Another positive factor is that -- under pressure from the Liberals -- the Cameron-led government has been far less active than expected in distributing tax cuts to well-heeled Tory voters, helping to save billions in government revenue.
Cameron and his team have also been helped by the record of Gordon Brown, his prime ministerial predecessor, who for 10 previous years was the Labour Chancellor of the Exchequer. The British Treasury under Brown, despite the carefully-concocted self-image of undying Puritanism, was in fact deeply addicted to deficit spending. This has built into the fiscal system a degree of wasteful excess that the new Chancellor George Osborne should be able to strip away without undue pain -- greatly facilitating the task of deficit reduction.
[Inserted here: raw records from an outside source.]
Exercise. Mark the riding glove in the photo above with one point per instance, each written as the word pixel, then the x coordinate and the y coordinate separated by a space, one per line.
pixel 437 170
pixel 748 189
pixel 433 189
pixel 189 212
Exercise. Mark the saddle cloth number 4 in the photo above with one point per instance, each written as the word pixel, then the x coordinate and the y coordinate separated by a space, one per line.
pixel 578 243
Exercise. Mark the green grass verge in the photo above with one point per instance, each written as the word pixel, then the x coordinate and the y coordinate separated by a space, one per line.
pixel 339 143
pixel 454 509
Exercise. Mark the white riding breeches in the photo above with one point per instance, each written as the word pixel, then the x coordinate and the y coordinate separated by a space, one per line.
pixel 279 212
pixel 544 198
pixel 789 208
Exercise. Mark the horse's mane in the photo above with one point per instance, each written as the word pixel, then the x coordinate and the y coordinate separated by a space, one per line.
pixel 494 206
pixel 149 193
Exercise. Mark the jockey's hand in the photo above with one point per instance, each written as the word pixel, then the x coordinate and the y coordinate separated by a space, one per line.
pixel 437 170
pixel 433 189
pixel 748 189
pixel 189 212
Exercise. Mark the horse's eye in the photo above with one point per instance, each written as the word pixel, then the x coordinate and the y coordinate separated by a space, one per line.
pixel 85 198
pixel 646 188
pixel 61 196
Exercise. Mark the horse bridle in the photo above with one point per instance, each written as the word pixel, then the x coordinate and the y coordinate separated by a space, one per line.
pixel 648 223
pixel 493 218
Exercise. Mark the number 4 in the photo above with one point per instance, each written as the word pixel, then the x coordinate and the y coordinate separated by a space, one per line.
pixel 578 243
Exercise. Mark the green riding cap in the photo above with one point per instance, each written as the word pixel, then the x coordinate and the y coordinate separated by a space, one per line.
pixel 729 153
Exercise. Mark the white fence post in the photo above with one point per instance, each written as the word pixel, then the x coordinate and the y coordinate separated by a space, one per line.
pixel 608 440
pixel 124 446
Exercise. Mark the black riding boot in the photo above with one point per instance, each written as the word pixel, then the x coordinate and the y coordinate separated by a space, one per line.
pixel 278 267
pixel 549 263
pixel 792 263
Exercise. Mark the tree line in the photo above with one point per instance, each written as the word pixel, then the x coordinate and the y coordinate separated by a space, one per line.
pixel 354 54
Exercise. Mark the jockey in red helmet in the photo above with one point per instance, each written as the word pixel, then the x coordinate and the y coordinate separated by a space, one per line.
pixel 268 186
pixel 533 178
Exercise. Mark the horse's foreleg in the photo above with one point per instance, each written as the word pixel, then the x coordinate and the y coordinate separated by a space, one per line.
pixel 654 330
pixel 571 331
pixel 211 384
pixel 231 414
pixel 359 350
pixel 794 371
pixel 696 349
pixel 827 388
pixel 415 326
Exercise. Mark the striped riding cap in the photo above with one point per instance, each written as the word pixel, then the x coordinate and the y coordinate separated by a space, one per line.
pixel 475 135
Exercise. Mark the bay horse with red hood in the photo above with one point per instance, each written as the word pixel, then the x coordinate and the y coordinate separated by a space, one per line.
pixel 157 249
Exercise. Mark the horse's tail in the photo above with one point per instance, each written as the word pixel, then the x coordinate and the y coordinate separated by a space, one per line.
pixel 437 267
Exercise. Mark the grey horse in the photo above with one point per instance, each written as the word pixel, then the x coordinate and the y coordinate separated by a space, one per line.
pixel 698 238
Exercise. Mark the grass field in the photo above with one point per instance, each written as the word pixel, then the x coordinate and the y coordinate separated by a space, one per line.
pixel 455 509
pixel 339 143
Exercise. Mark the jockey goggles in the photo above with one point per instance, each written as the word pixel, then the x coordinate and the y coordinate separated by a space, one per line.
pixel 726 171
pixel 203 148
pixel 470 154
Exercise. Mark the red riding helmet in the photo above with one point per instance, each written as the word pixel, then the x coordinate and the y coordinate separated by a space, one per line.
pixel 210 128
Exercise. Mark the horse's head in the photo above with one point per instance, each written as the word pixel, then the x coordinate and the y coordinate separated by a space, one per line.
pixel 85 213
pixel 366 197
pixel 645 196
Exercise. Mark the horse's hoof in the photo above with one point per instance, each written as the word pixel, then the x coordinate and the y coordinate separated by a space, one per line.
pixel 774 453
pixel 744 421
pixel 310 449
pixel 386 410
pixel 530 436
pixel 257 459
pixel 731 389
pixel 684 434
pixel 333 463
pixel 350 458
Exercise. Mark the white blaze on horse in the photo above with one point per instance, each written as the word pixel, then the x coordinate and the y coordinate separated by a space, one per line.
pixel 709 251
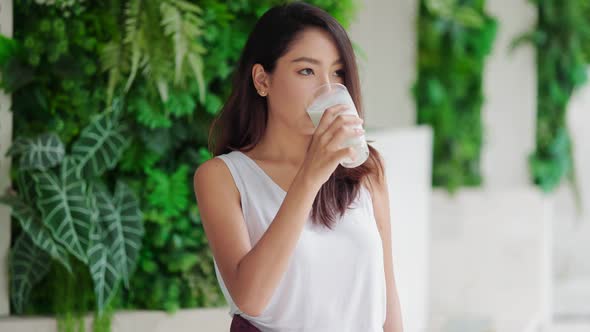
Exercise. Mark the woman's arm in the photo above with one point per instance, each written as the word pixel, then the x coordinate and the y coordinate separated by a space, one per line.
pixel 380 197
pixel 251 274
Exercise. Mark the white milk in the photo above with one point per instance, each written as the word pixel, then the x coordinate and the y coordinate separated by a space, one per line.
pixel 336 97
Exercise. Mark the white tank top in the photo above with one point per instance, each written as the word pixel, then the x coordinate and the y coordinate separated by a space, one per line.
pixel 335 280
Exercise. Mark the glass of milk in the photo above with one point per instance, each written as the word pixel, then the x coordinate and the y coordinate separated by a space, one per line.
pixel 328 95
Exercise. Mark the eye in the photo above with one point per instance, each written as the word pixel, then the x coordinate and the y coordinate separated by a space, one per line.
pixel 306 71
pixel 339 73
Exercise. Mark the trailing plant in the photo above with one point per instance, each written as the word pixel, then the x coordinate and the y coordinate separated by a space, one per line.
pixel 66 61
pixel 561 36
pixel 454 39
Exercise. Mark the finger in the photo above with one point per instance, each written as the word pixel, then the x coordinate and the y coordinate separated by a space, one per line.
pixel 345 153
pixel 343 134
pixel 329 116
pixel 343 120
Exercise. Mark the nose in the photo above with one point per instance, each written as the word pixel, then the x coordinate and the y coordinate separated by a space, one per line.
pixel 326 79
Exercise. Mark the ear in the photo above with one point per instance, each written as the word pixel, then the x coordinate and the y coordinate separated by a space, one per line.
pixel 261 79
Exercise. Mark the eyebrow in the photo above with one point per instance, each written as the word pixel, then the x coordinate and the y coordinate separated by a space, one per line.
pixel 314 61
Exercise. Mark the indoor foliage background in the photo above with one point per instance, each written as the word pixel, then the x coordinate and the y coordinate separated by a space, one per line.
pixel 166 65
pixel 151 76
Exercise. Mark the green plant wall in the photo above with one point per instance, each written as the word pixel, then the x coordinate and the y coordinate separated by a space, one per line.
pixel 168 65
pixel 454 39
pixel 562 39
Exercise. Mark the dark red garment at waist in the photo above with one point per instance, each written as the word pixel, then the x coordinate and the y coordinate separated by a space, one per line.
pixel 240 324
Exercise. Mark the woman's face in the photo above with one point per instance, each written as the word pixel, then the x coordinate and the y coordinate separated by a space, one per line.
pixel 311 60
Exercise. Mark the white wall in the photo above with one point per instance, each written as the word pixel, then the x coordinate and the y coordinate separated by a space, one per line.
pixel 509 113
pixel 5 139
pixel 408 158
pixel 385 31
pixel 489 259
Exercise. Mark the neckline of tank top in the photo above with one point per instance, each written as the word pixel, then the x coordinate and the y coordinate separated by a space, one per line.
pixel 269 179
pixel 262 172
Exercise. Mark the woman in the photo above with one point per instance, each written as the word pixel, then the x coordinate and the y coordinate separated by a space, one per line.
pixel 299 242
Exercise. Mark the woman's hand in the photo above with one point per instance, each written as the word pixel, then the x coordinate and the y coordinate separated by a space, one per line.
pixel 325 151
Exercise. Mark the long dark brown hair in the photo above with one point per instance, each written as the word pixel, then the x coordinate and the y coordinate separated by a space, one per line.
pixel 243 119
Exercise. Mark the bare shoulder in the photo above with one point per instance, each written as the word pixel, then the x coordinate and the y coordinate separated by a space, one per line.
pixel 213 176
pixel 376 181
pixel 221 215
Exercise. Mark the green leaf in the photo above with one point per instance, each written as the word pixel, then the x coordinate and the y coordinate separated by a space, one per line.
pixel 122 224
pixel 41 153
pixel 100 146
pixel 28 265
pixel 66 209
pixel 32 225
pixel 103 268
pixel 169 192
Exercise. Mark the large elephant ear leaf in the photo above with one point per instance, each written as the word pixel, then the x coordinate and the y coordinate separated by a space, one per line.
pixel 41 153
pixel 67 209
pixel 39 234
pixel 100 145
pixel 28 265
pixel 122 222
pixel 103 268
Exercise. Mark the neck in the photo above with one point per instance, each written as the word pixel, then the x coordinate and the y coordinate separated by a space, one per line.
pixel 283 144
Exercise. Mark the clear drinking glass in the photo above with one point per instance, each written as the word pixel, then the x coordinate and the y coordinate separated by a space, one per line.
pixel 328 95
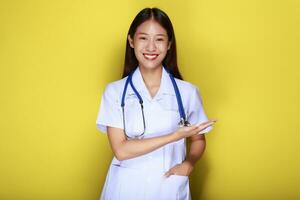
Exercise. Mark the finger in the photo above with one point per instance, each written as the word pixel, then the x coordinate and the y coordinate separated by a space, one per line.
pixel 169 173
pixel 209 122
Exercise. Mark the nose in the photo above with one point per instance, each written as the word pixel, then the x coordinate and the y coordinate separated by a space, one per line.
pixel 151 46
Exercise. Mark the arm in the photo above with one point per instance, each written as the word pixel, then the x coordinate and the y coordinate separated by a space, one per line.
pixel 125 149
pixel 197 148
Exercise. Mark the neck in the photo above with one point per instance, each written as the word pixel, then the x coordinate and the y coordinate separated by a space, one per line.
pixel 151 77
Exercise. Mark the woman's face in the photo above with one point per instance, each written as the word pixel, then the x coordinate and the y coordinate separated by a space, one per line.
pixel 150 43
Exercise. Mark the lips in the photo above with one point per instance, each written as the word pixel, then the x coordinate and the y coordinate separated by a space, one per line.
pixel 150 56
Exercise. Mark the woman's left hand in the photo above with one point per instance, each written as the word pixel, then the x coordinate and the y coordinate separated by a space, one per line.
pixel 183 169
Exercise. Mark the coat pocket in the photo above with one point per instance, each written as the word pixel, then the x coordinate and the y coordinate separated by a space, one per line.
pixel 175 187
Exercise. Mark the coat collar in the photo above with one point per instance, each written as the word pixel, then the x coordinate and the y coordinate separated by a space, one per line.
pixel 165 87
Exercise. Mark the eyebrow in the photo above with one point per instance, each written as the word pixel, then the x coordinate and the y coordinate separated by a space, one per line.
pixel 160 34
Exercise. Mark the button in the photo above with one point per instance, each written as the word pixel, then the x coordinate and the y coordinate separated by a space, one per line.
pixel 148 179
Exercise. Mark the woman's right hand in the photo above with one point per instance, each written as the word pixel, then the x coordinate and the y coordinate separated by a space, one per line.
pixel 187 131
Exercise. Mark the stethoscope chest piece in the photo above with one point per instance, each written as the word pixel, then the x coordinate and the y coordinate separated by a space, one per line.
pixel 183 123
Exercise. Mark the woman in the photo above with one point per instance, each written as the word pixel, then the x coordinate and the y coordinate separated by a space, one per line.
pixel 140 114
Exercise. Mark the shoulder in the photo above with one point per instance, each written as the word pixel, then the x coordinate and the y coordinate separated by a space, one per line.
pixel 114 88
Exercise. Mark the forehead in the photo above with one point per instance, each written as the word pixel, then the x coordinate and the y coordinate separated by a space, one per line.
pixel 151 27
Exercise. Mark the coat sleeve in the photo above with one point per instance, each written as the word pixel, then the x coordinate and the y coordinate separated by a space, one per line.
pixel 196 112
pixel 110 113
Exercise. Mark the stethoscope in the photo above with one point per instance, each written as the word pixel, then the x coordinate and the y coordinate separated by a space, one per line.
pixel 183 119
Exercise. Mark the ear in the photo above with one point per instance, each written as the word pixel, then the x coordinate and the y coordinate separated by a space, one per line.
pixel 130 41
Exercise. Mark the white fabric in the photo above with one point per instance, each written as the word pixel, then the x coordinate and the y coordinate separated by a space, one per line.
pixel 141 178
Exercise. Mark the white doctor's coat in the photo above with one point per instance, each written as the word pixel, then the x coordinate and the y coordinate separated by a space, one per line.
pixel 142 177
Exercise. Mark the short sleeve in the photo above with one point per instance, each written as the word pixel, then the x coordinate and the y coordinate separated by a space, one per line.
pixel 109 113
pixel 196 112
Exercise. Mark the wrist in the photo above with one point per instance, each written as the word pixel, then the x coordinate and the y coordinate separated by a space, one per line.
pixel 174 136
pixel 189 162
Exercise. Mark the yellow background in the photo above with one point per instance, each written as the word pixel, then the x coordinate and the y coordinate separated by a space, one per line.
pixel 57 56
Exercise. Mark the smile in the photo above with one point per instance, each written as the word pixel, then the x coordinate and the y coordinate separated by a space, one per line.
pixel 150 56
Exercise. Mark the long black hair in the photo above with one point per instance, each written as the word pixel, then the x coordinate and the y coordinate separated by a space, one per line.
pixel 170 61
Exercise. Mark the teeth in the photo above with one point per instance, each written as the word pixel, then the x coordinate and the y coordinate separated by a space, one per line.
pixel 150 56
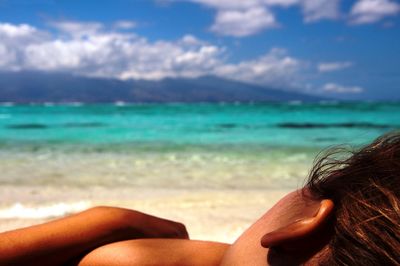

Already in spring-time I predicted in this column that a coalition government would be formed relatively quickly and that -- in view of the problems affecting the euro -- British government bonds would acquire "safe haven" status, despite the massive budget deficit.
Over the past three months, both predictions that have come true. Forecasting with any accuracy over a longer period is of course a great deal more difficult. Nevertheless, I am sticking to my confidence in U.K. economic resilience. The more fixed-income specialists tell me that Albion is heading for a fall, the greater my obstinate optimism about the fate of the British economy.